Two things sparked this post (I don’t know, sometimes I figure you people might be interested in how my mind works…)
One is Michael Moore, who I generally regard as a brilliant satirist and filmmaker. I’ve loved Moore’s movies since someone in high school told me I should rent this new film called “Roger and Me,” about one guy trying to take down General Motors.
It was hilarious and smart, and since then I’ve seen all of Moore’s movies, including the underrated “Bowling for Columbine,” and “Fahrenheit 9/11,” which, despite its intended purpose, did not rid us of the scourge of W. in 2004.
Moore has been a powerful voice on the left, and while occasionally he goes too far and defeats his own purpose, he’s still one of the good guys in my mind.
Anyway, Moore’s got a new flick coming out about capitalism, and at a press conference in Toronto the other day he somehow got on the topic of newspapers.
He spouted most of the same lines many of us have used when talking about the slow decline of my industry; corporate greed, profits over people, etc. None of it remotely surprised or affected me.
But then he went a little further. He said “good riddance,” about the death of newspapers. And he predicted that in “one year, or two years,” there will be no more daily papers.
Well you know what, Michael? “Good riddance?” Screw you.
I say that because newspapers, at their best, expose scandal and malfeasance and bad people doing bad things to good people, and isn’t that what you’re about? Isn’t that why you first started making “Roger and Me,” because you wanted Roger Smith of GM to explain to you why his hard-working factory employees were being laid off by the thousands in Michigan?
And now you’re saying good riddance, and, basically, who cares if newspapers die in a year or two. Who do you think writes stories and uncovers scandal that motivates you to do documentaries? Who do you think is keeping an eye out for the public good, about things like automobile safety and rule-breakers in government and athletes cheating to get ahead? Dedicated newspaper reporters, sir.
I don’t know, I’m probably so charged up about this because the last 36 hours have been horrible at work, which is the other reason I’m writing this.
For the fourth time in two years, the Daytona Beach News-Journal laid off a significant portion of the staff.

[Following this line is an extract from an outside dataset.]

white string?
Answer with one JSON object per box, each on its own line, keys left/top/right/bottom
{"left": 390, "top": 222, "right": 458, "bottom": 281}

These cuts hit me harder than the other ones, and I think it’s because we continue to lose good, talented, honest people who bleed for this business and never wanted to leave. We’ve run out of people who didn’t care about the job and now they’re firing indispensable parts of our staff.
Friends of mine, people I care about, got an email from our corporate receivership leader at 4 p.m. Monday (it’s a long story, we’re in the process of being sold and the court has put an outside manager to run us in the interim. Of course, “the interim” has lasted a hell of a lot longer than anyone thought it would).
These people got an email at 4 p.m. (hey, might as well get a good day’s work out of them) saying they had to show up at 11 Tuesday morning and meet with human resources, and bam, that was it.
Long-time employees, newer employees, journalists of great skill and people who put in an honest day’s work for a story; it doesn’t matter. One email, a handshake, and a few week’s severance pay. And what was once a vibrant, passionate voice shining a light in this community gets just a little dimmer.
It is heartbreaking watching a living, breathing organism like a newsroom slowly, excruciatingly die. People I respect and trust were walking around like zombies today, trying to keep working, but dealing with the feelings of surivor’s guilt and helpless anger at the same time.
Many more talented writers than I have been writing about the breath being slowly expunged from this business we love; I can’t put it nearly as eloquently as they have.
But let me just say that watching it from the inside has been even more painful than I could have imagined.
I’ve been trying to come up with an analogy of what it feels like, and the best way I can describe it is this: It’s like watching a beautiful mural on a wall that you helped paint, slowly being chipped away and chipped away, and as each piece falls to the floor a little piece of you falls with it. And you can’t stop it, or rail against it, you just have to stand there and watch.
Look, I know Michael Moore does have empathy, and I know he’s really railing against the corporate monsters like Gannett and Tribune Co. for putting profits over people when he says “good riddance.”
But there were people crying and hugging and not wanting to leave at my office today, trying to hold on to one last moment of being a part of something bigger than themselves. As I said goodbye, I was grateful I wasn’t joining them.
But watching them leave, I was sad all over again.
And I think if Michael Moore, or anyone else who has been gleefully dancing on the tombstone of newspapers had been there, maybe they’d feel a little differently.